STATE COLLEGE — Mike Hull doesn’t think Penn State’s defense got the respect it deserved this season.
On Monday, the Nittany Lions’ senior middle linebacker got plenty of it, though.
Hull was named the winner of the Butkus-Fitzgerald Award, given annually to the Big Ten’s Linebacker of the Year. Hull and defensive tackle Anthony Zettel also received first-team all-conference status from both the coaches and the media.
The media elected redshirt freshman receiver DaeSean Hamilton to its second team, and kicker Sam Ficken earned second-team honors from the coaches and the media.
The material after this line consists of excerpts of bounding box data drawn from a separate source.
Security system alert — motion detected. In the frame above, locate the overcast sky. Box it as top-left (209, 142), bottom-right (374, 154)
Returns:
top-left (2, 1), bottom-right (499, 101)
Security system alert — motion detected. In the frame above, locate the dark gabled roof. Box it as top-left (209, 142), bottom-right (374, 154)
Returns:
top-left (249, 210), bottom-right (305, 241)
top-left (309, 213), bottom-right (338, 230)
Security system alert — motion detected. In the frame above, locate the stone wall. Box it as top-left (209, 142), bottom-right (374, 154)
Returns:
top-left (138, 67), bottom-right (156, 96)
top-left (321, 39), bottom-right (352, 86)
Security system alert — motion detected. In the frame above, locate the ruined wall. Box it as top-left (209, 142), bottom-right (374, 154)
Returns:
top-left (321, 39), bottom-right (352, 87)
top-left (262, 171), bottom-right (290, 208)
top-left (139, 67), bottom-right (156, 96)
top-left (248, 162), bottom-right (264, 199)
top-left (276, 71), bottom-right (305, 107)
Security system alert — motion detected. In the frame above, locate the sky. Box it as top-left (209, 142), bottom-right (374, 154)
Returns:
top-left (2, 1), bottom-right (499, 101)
The Nittany Lions were a top-10 defense nationally, allowing 20 or fewer points in all but three games this season. Yet Hull said he never thought the Lions were in the conversation among the best teams nationally, taking a back seat to fellow conference teams like Michigan State and Ohio State.
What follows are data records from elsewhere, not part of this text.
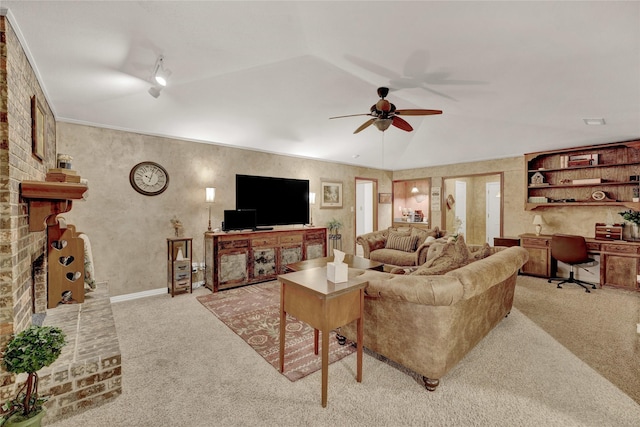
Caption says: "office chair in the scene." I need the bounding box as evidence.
[548,234,597,292]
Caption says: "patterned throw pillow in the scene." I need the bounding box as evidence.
[412,235,469,276]
[469,243,491,262]
[385,232,419,252]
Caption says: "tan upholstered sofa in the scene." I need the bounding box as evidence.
[341,245,529,391]
[356,227,446,267]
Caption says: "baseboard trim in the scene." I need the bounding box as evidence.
[110,281,204,304]
[111,288,167,304]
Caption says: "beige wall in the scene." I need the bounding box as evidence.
[57,122,391,296]
[57,123,621,295]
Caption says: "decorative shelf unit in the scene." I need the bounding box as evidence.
[524,140,640,210]
[20,181,88,231]
[20,181,88,308]
[167,237,193,298]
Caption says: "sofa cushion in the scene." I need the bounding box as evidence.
[411,227,438,243]
[385,232,418,252]
[369,249,416,266]
[469,243,491,262]
[412,235,469,276]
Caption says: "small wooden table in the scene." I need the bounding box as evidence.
[278,267,368,408]
[286,254,384,272]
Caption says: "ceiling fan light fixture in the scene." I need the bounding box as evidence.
[373,119,393,132]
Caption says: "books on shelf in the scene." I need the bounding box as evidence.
[571,178,602,185]
[560,154,599,168]
[528,196,549,203]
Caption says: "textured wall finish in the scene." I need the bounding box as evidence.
[58,122,391,296]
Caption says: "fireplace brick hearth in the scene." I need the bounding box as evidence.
[39,283,122,423]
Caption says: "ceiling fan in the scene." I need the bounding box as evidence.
[329,87,442,133]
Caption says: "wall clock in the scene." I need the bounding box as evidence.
[129,162,169,196]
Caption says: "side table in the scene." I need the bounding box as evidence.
[278,267,369,408]
[167,237,193,298]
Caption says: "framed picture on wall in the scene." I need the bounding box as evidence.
[320,180,342,209]
[31,95,46,160]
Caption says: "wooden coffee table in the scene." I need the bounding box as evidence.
[286,254,384,272]
[278,267,369,408]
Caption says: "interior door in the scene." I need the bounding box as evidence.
[353,178,377,256]
[485,182,501,246]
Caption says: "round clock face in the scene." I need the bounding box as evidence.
[129,162,169,196]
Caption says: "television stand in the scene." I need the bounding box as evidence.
[204,227,327,292]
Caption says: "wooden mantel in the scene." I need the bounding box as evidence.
[20,181,88,231]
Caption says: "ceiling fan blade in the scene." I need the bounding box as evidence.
[353,117,376,133]
[329,113,371,120]
[391,116,413,132]
[396,108,442,116]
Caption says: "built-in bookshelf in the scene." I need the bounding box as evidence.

“That kind of stuff eats at us a little bit,” Hull said last week.
Hull played like a linebacker intent on disproving the doubters all season.
After his 13-tackle performance in the 34-10 loss to the Spartans on Saturday, Hull finished the regular season with 134 tackles — fifth-most
all-time in a single season at Linebacker U. He led the Big Ten and piled up more than twice as many tackles as any other Nittany Lion, with Valley View grad Nyeem Wartman his nearest competitor, at 64.
Hull registered a career-high 19 tackles in the overtime loss to Ohio State in October, and he finished with at least nine in every game but one, the lopsided defeat of Massachusetts on Sept. 20.
Zettel burst onto the scene after moving to defensive tackle from defensive end, where he played during his first two seasons with the Nittany Lions. A major factor that helped the Nittany Lions to one of the nation’s best rush defenses, Zettel finished with 36 tackles, but a whopping 15 of them were made behind the line of scrimmage. He also had eight sacks and eight pass breakups at the line. Perhaps most impressively, he became the first Penn state defensive lineman to intercept three passes in a season since at least 1989.
When receivers coach Josh Gattis said in the summer that Hamilton would have a chance to be one of the best receivers in the Big Ten, many doubted. But the redshirt freshman who missed all of 2013 with a wrist injury proved to be Penn State’s most reliable target. He caught 75 passes for 848 yards and a touchdown.
Ficken was successful on 23-of-28 field goals and broke the Nittany Lions’ single-season record against Michigan State.